Siddharth Samsi holds a microscope slide containing a brain tissue sample. The sample will be imaged using the hyperspectral and quantitative phase imager system, at right, set up in the Biophotonic, Electric, Acoustic, and Magnetic Measurement Lab.

Innovation and Collaboration

The Technology Office works to enhance inventiveness and innovation at the Laboratory through various opportunities and Laboratory-wide activities that sustain a culture of creative problem solving and innovative thinking.

Toroidal propeller

Technology Office Challenges

Each year, we design scenarios that challenge multidisciplinary teams to invent creative solutions to emerging problems affecting national security. The goals of these challenges are to promote innovation, encourage people to work in new areas, and have fun.

Symposia

We organize events at which researchers from national labs, academia, the military, and industry can learn about the latest developments in a wide range of technologies that can have significant impact on national security.

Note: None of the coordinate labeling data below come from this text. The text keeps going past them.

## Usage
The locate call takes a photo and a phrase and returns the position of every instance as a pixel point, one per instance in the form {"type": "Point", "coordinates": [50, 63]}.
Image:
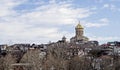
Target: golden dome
{"type": "Point", "coordinates": [79, 26]}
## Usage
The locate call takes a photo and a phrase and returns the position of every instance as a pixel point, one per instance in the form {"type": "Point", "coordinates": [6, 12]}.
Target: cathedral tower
{"type": "Point", "coordinates": [79, 31]}
{"type": "Point", "coordinates": [79, 35]}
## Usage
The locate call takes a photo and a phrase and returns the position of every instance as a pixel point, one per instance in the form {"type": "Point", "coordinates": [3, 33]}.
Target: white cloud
{"type": "Point", "coordinates": [110, 7]}
{"type": "Point", "coordinates": [105, 39]}
{"type": "Point", "coordinates": [100, 23]}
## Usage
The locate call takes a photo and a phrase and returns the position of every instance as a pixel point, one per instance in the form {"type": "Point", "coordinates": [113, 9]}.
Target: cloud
{"type": "Point", "coordinates": [39, 25]}
{"type": "Point", "coordinates": [110, 7]}
{"type": "Point", "coordinates": [105, 39]}
{"type": "Point", "coordinates": [100, 23]}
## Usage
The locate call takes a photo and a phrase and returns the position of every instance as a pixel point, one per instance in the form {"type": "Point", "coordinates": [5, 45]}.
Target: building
{"type": "Point", "coordinates": [79, 35]}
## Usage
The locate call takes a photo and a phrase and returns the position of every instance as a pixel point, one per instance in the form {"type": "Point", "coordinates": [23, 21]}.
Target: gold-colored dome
{"type": "Point", "coordinates": [79, 26]}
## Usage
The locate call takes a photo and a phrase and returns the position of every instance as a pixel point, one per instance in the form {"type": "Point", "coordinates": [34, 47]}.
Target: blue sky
{"type": "Point", "coordinates": [41, 21]}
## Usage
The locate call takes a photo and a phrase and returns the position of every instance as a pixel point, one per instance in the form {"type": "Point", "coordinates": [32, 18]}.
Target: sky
{"type": "Point", "coordinates": [41, 21]}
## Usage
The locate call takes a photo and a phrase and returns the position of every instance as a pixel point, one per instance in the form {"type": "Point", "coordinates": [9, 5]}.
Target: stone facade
{"type": "Point", "coordinates": [79, 35]}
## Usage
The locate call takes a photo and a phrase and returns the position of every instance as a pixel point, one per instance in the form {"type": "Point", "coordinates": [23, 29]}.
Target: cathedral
{"type": "Point", "coordinates": [79, 35]}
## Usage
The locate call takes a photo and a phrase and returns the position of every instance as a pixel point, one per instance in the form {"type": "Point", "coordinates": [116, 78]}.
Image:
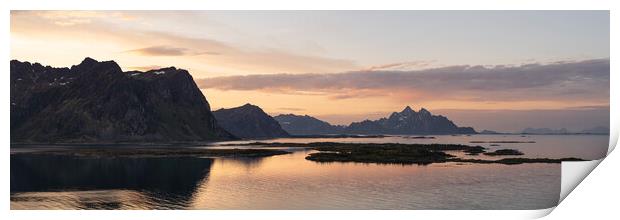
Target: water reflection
{"type": "Point", "coordinates": [106, 183]}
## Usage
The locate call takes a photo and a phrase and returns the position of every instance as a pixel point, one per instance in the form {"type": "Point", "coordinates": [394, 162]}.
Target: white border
{"type": "Point", "coordinates": [284, 4]}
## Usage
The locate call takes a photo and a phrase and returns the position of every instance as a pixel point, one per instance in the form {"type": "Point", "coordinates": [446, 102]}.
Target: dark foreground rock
{"type": "Point", "coordinates": [395, 153]}
{"type": "Point", "coordinates": [96, 102]}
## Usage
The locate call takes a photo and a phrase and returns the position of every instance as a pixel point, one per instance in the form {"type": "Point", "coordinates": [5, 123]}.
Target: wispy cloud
{"type": "Point", "coordinates": [168, 51]}
{"type": "Point", "coordinates": [103, 28]}
{"type": "Point", "coordinates": [291, 109]}
{"type": "Point", "coordinates": [160, 51]}
{"type": "Point", "coordinates": [588, 79]}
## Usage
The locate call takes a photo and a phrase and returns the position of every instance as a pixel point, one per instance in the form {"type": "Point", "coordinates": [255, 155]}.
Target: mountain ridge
{"type": "Point", "coordinates": [250, 122]}
{"type": "Point", "coordinates": [406, 121]}
{"type": "Point", "coordinates": [97, 102]}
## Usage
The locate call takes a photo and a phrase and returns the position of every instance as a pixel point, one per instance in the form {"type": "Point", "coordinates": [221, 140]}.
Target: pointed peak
{"type": "Point", "coordinates": [88, 62]}
{"type": "Point", "coordinates": [407, 109]}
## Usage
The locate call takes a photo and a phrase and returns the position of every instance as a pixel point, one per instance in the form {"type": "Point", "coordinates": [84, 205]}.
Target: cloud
{"type": "Point", "coordinates": [127, 31]}
{"type": "Point", "coordinates": [160, 51]}
{"type": "Point", "coordinates": [403, 66]}
{"type": "Point", "coordinates": [168, 51]}
{"type": "Point", "coordinates": [580, 80]}
{"type": "Point", "coordinates": [292, 109]}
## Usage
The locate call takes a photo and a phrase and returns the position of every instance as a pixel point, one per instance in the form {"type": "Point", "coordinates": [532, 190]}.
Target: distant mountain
{"type": "Point", "coordinates": [596, 130]}
{"type": "Point", "coordinates": [249, 121]}
{"type": "Point", "coordinates": [489, 132]}
{"type": "Point", "coordinates": [306, 125]}
{"type": "Point", "coordinates": [407, 121]}
{"type": "Point", "coordinates": [98, 102]}
{"type": "Point", "coordinates": [544, 131]}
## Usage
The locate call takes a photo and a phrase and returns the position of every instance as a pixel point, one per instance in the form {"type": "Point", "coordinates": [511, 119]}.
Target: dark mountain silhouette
{"type": "Point", "coordinates": [407, 121]}
{"type": "Point", "coordinates": [249, 121]}
{"type": "Point", "coordinates": [306, 125]}
{"type": "Point", "coordinates": [544, 131]}
{"type": "Point", "coordinates": [98, 102]}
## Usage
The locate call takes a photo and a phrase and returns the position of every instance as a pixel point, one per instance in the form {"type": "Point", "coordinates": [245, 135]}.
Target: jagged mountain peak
{"type": "Point", "coordinates": [408, 110]}
{"type": "Point", "coordinates": [249, 121]}
{"type": "Point", "coordinates": [97, 102]}
{"type": "Point", "coordinates": [90, 65]}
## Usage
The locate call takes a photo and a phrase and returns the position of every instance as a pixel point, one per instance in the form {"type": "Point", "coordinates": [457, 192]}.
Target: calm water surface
{"type": "Point", "coordinates": [291, 182]}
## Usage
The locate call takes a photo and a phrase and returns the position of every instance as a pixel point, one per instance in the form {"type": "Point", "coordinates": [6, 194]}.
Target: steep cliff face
{"type": "Point", "coordinates": [98, 102]}
{"type": "Point", "coordinates": [249, 121]}
{"type": "Point", "coordinates": [409, 121]}
{"type": "Point", "coordinates": [306, 125]}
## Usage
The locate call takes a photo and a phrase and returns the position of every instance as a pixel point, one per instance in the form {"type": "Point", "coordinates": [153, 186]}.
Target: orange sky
{"type": "Point", "coordinates": [353, 75]}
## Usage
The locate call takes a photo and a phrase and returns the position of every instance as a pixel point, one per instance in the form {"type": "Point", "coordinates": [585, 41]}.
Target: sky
{"type": "Point", "coordinates": [501, 68]}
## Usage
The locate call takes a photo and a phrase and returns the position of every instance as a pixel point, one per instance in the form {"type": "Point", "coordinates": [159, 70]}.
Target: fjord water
{"type": "Point", "coordinates": [291, 182]}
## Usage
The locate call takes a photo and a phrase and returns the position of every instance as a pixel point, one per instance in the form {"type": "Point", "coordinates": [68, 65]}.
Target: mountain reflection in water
{"type": "Point", "coordinates": [107, 183]}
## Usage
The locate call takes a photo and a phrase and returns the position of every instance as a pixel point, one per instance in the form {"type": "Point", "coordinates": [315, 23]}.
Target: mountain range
{"type": "Point", "coordinates": [407, 121]}
{"type": "Point", "coordinates": [595, 130]}
{"type": "Point", "coordinates": [249, 122]}
{"type": "Point", "coordinates": [98, 102]}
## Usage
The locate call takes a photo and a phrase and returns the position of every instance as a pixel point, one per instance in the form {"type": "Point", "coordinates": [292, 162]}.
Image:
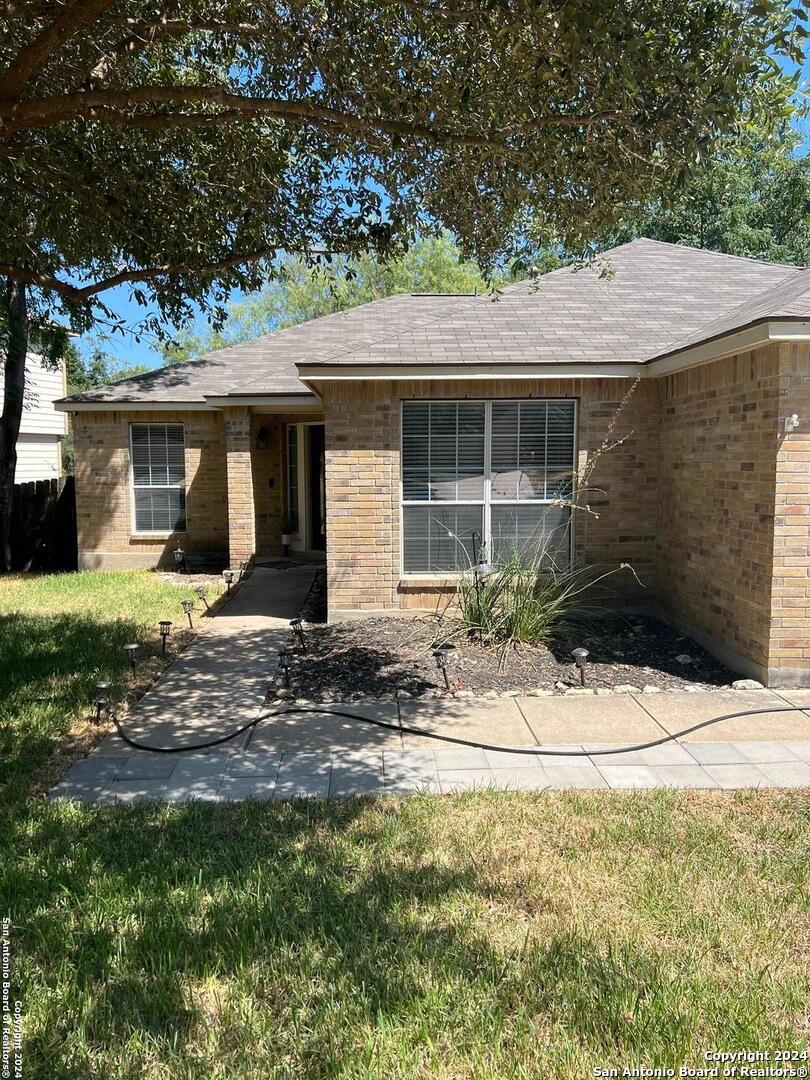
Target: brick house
{"type": "Point", "coordinates": [380, 429]}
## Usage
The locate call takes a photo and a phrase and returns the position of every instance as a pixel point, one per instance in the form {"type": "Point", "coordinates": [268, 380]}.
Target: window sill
{"type": "Point", "coordinates": [149, 537]}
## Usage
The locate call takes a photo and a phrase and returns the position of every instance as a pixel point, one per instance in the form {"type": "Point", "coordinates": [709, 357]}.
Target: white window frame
{"type": "Point", "coordinates": [487, 501]}
{"type": "Point", "coordinates": [133, 486]}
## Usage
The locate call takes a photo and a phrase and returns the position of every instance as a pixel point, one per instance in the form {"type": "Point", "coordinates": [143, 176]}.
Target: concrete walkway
{"type": "Point", "coordinates": [220, 680]}
{"type": "Point", "coordinates": [322, 756]}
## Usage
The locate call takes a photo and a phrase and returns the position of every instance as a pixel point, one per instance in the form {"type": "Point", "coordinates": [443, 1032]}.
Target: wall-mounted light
{"type": "Point", "coordinates": [188, 607]}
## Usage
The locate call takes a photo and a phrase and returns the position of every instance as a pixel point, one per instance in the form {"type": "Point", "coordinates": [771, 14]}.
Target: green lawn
{"type": "Point", "coordinates": [59, 635]}
{"type": "Point", "coordinates": [493, 935]}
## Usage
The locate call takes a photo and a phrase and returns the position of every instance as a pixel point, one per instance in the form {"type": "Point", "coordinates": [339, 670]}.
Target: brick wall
{"type": "Point", "coordinates": [790, 608]}
{"type": "Point", "coordinates": [363, 484]}
{"type": "Point", "coordinates": [718, 454]}
{"type": "Point", "coordinates": [104, 489]}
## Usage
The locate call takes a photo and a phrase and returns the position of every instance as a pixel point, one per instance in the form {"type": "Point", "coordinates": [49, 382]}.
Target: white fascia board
{"type": "Point", "coordinates": [130, 406]}
{"type": "Point", "coordinates": [751, 337]}
{"type": "Point", "coordinates": [362, 373]}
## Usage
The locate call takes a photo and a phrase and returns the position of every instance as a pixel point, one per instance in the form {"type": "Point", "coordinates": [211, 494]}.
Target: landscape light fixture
{"type": "Point", "coordinates": [440, 655]}
{"type": "Point", "coordinates": [102, 700]}
{"type": "Point", "coordinates": [580, 656]}
{"type": "Point", "coordinates": [284, 662]}
{"type": "Point", "coordinates": [188, 607]}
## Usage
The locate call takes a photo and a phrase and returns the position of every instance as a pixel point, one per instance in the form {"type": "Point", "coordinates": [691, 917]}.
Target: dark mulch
{"type": "Point", "coordinates": [377, 657]}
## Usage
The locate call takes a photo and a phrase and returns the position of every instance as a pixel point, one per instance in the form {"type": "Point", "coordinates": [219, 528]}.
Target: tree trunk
{"type": "Point", "coordinates": [14, 389]}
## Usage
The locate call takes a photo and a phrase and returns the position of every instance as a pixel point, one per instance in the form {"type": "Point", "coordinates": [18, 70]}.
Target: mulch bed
{"type": "Point", "coordinates": [376, 658]}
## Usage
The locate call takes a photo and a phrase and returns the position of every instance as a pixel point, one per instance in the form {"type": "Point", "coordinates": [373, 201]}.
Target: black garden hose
{"type": "Point", "coordinates": [526, 751]}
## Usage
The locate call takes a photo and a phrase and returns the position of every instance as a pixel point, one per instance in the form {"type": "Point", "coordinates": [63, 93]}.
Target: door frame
{"type": "Point", "coordinates": [301, 540]}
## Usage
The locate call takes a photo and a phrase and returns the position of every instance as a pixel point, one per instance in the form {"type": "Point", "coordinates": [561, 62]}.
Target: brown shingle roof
{"type": "Point", "coordinates": [653, 298]}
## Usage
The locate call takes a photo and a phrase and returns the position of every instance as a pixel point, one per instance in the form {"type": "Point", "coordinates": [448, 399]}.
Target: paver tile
{"type": "Point", "coordinates": [786, 773]}
{"type": "Point", "coordinates": [716, 754]}
{"type": "Point", "coordinates": [254, 764]}
{"type": "Point", "coordinates": [142, 765]}
{"type": "Point", "coordinates": [582, 775]}
{"type": "Point", "coordinates": [460, 757]}
{"type": "Point", "coordinates": [502, 759]}
{"type": "Point", "coordinates": [765, 751]}
{"type": "Point", "coordinates": [738, 775]}
{"type": "Point", "coordinates": [683, 775]}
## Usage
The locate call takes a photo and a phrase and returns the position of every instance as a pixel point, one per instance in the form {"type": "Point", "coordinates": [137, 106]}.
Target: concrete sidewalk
{"type": "Point", "coordinates": [219, 682]}
{"type": "Point", "coordinates": [325, 756]}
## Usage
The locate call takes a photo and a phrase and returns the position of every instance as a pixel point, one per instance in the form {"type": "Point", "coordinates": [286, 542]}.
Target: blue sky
{"type": "Point", "coordinates": [127, 350]}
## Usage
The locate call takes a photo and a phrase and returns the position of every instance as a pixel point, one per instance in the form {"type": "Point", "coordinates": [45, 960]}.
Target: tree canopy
{"type": "Point", "coordinates": [300, 292]}
{"type": "Point", "coordinates": [180, 148]}
{"type": "Point", "coordinates": [751, 199]}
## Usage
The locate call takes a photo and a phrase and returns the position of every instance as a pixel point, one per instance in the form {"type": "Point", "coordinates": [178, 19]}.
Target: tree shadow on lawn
{"type": "Point", "coordinates": [49, 667]}
{"type": "Point", "coordinates": [281, 895]}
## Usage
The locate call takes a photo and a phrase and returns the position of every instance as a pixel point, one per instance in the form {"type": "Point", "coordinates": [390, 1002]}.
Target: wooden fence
{"type": "Point", "coordinates": [43, 525]}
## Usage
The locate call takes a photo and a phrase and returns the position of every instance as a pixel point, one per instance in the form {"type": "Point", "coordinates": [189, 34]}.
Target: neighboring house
{"type": "Point", "coordinates": [42, 428]}
{"type": "Point", "coordinates": [380, 428]}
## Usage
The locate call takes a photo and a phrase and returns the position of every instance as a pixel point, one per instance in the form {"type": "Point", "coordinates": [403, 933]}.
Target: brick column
{"type": "Point", "coordinates": [241, 509]}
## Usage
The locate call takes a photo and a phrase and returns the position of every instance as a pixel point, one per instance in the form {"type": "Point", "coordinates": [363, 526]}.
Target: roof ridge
{"type": "Point", "coordinates": [709, 251]}
{"type": "Point", "coordinates": [703, 333]}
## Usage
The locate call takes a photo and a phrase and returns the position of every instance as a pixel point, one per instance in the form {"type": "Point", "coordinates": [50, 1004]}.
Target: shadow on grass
{"type": "Point", "coordinates": [49, 667]}
{"type": "Point", "coordinates": [329, 915]}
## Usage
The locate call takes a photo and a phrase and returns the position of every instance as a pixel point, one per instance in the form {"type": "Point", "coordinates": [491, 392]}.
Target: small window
{"type": "Point", "coordinates": [159, 476]}
{"type": "Point", "coordinates": [293, 475]}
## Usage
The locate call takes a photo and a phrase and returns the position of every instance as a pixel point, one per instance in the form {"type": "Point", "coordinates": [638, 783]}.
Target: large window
{"type": "Point", "coordinates": [498, 469]}
{"type": "Point", "coordinates": [159, 476]}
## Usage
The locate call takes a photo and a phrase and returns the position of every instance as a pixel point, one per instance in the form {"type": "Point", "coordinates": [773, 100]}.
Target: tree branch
{"type": "Point", "coordinates": [35, 55]}
{"type": "Point", "coordinates": [119, 106]}
{"type": "Point", "coordinates": [143, 35]}
{"type": "Point", "coordinates": [77, 294]}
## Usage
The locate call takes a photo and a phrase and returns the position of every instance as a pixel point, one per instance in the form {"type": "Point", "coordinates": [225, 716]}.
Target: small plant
{"type": "Point", "coordinates": [530, 596]}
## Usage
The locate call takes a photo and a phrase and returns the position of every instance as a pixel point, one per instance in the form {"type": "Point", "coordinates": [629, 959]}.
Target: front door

The Advanced Research Technology Symposium (ARTS) is typically held at MIT to connect with academics, students, and entrepreneurs on MIT campus and in the New England area. The symposium highlights some of the most pressing challenges confronting our nation's security and well-being, and proposes ways advanced technology can help address these challenges. Presentations, poster sessions, and panel discussions engage attendees.

The Recent Advances in Artificial Intelligence for National Security (RAAINS) focuses at a deep-technical level on current state-of-the-art AI applications that have been developed for national security needs. The workshop showcases examples of significant progress in applying AI and provides a glimpse into promising future R&D into AI technology.
 

Best Invention and Best Paper

Annually, to reward experimentation and creative thinking, we recognize one or two inventions that demonstrate an innovative solution to an engineering problem.

We also recognize a paper that presents the results of creative, high-caliber research, fostering the importance of publishing findings that can fuel the development of new concepts and technologies.

 

2023 Best Invention

Engineered Substrates for Rapid Advanced Imaging Sensor Development, invented by Dr. Kevin K. Ryu, Dr. Brian F. Aull, Joseph S. Ciampi, Renee D. Lambert, Dr. Christopher W. Leitz, K. Alexander McIntosh, Steven Rabe, Dr. Daniel R. Schuette, and David Volfson.

A novel method to achieve thinned silicon substrates for imaging detectors at the chip rather than the wafer scale allows for rapid prototyping of new image sensor concepts. Using this technology, imaging detector arrays can be thinned to just 5 µm after they have been attached to a readout integrated circuit (ROIC). The thinned substrates enable detectors with 1000x higher dynamic range for visible imaging and provide a path to fabricate curved ROICs. Applications of this technology include observing dim objects near the sun and dramatically reducing the volume requirements of optics systems to facilitate their insertion into platforms constrained by size, weight, and power.

2023 Best Paper

A Wide-Area Deep Ocean Floor Mapping System: Design and Sea Tests, written by Paul S. Ryu, David D. Brown, Kevin D. Arsenault, Dr. Byung Gu Cho, Dr. Andrew I. March, Dr. Wael H. Ali (MIT), Dr. Aaron Charous (MIT), and Prof. Pierre F.J. Lermusiaux (MIT) and published in Geomatics, vol. 3, no. 1, 2023, pp. 290–311.

This paper was chosen for describing a surface-based sonar array for cost effectively mapping the deep ocean floor at high resolution and high area-coverage rates. Despite oceans covering 71% of Earth’s surface, little is known about this underwater environment. Seabed maps generated by the array would have applications to oceanography, climate change modeling, infrastructure monitoring, disaster response, and natural resource exploration. The component technologies for precision-relative navigation are also extensible to other applications using cohorts of uncrewed vehicles to achieve a single effect. The scale, technical soundness, and breadth of impact of the work set this paper apart.